Journalists will try to catch candidates out on their knowledge, or lack of it, on what the tax rate is for pensioners or what the current mortgage rate is, or how much a loaf of bread costs, or what’s the population of Tasmania.
This is exactly what the Coalition would want. They will do anything to deflect attention away from the real issues and you can be sure a compliant media will soak it all up and deliver those favourite fifteen second sound bites for the 6pm news, relentlessly.
Labor have made their position clear on education, climate change, the GST, superannuation concessions, family tax benefits, education, Sunday penalty rates, infrastructure, multi-national tax avoidance, marriage equality and a more humane approach to Asylum Seekers.

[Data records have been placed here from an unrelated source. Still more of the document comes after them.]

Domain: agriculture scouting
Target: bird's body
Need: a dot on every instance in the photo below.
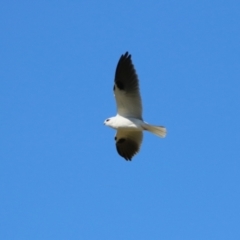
(129, 122)
(123, 123)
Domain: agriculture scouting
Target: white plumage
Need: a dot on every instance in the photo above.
(128, 122)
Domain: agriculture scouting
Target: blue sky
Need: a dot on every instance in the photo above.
(60, 174)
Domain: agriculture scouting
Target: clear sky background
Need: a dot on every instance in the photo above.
(60, 174)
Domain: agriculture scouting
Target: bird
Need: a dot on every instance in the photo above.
(129, 122)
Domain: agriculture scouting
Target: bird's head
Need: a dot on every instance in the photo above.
(109, 122)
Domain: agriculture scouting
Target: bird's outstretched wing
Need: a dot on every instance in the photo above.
(128, 143)
(126, 89)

The Coalition’s policies are essentially those of the neo-liberals, deregulation of business; privatization of public activities and assets; elimination of, or cutbacks in, social welfare programs; reductions in aged pensions, pay-as-you-go health care, increases in the GST and reduction of taxes on businesses and the investing class.

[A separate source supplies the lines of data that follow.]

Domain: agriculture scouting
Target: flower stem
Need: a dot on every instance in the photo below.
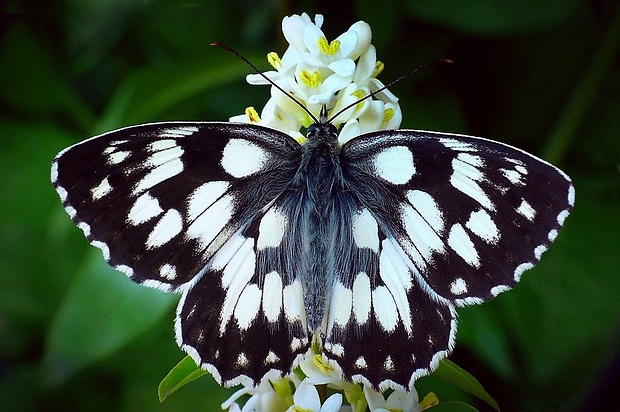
(582, 96)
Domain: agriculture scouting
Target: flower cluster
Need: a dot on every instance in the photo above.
(317, 73)
(336, 74)
(300, 392)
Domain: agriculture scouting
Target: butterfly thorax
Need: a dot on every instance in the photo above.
(320, 178)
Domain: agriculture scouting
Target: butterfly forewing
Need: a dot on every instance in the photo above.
(161, 199)
(471, 214)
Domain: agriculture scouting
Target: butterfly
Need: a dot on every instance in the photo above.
(364, 248)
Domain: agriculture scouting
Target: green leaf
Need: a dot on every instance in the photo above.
(452, 406)
(102, 312)
(492, 16)
(184, 372)
(136, 100)
(450, 372)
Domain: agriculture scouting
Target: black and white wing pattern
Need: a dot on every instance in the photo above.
(365, 248)
(178, 207)
(453, 220)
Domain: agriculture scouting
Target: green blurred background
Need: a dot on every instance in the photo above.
(540, 75)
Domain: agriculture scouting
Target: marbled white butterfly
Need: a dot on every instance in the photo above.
(365, 248)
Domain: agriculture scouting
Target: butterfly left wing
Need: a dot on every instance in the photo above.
(178, 206)
(161, 199)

The right wing think tank, the IPA (Institute of Public Affairs), has a policy list also, some of which Tony Abbott has already implemented. But they go much further than anything the Coalition is planning this side of the election.
What we can never be sure of, is how much of the IPA’s agenda is also on the Coalition agenda to be introduced after the election.
But the big issue will be the economy. How is it all going to be paid for? This is where both parties fall over. They are both hopeless, Labor less so, but with some preferential treatment from the MSM, it is likely the Coalition will sound the more convincing.
The Coalition have failed miserably with the economy, they know it, and their only defence is to say that it would be much worse under Labor. And they always punish the most vulnerable when things go wrong.
Labor should pay closer attention to what’s happening in the United States. With almost no support from mainstream media, Democrat underdog Bernie Sanders has ripped through all barriers and reached the heartland of America. His message is simple enough: to restore equality.
His success has come because he is not beholden to the establishment. He has no baggage. He has attacked the banks, the media and demonstrated to Americans that the word ‘socialism’ is not to be feared. They are listening because most now realise they have been the victims of capitalism, its greed, its destructive power, its enslavement.
Australians are victims too. Our living standards are in decline, inequality is increasing. Every act, so far, by the Coalition government has increased that inequality. They have demonstrated all too clearly that they govern for their masters, the corporate sector, the mining industry, the banks, the finance houses.
Labor needs to return to its roots: the people. Bernie Sanders has shown the way. The people are listening to him. They will listen to a caring, people-orientated leader who promises to return to them what has been taken away; to protect our world class health system, make education more affordable, make business pay its fair share of tax.
Labor’s advantage will be that debt and deficit will hardly be mentioned. The Coalition have demonstrated they can no more manage a national economy than manage their own internal affairs.
And they have increased the “debt” by 40% since coming to office. They can no more produce a surplus budget or project when they might. We are victims of their hyperbole.
This election, we should ignore the negative wedging, the sound bites, and the trivial distractions. We should demand an end to the hyperbole and ask for nothing more than to restore equality. Good luck with that.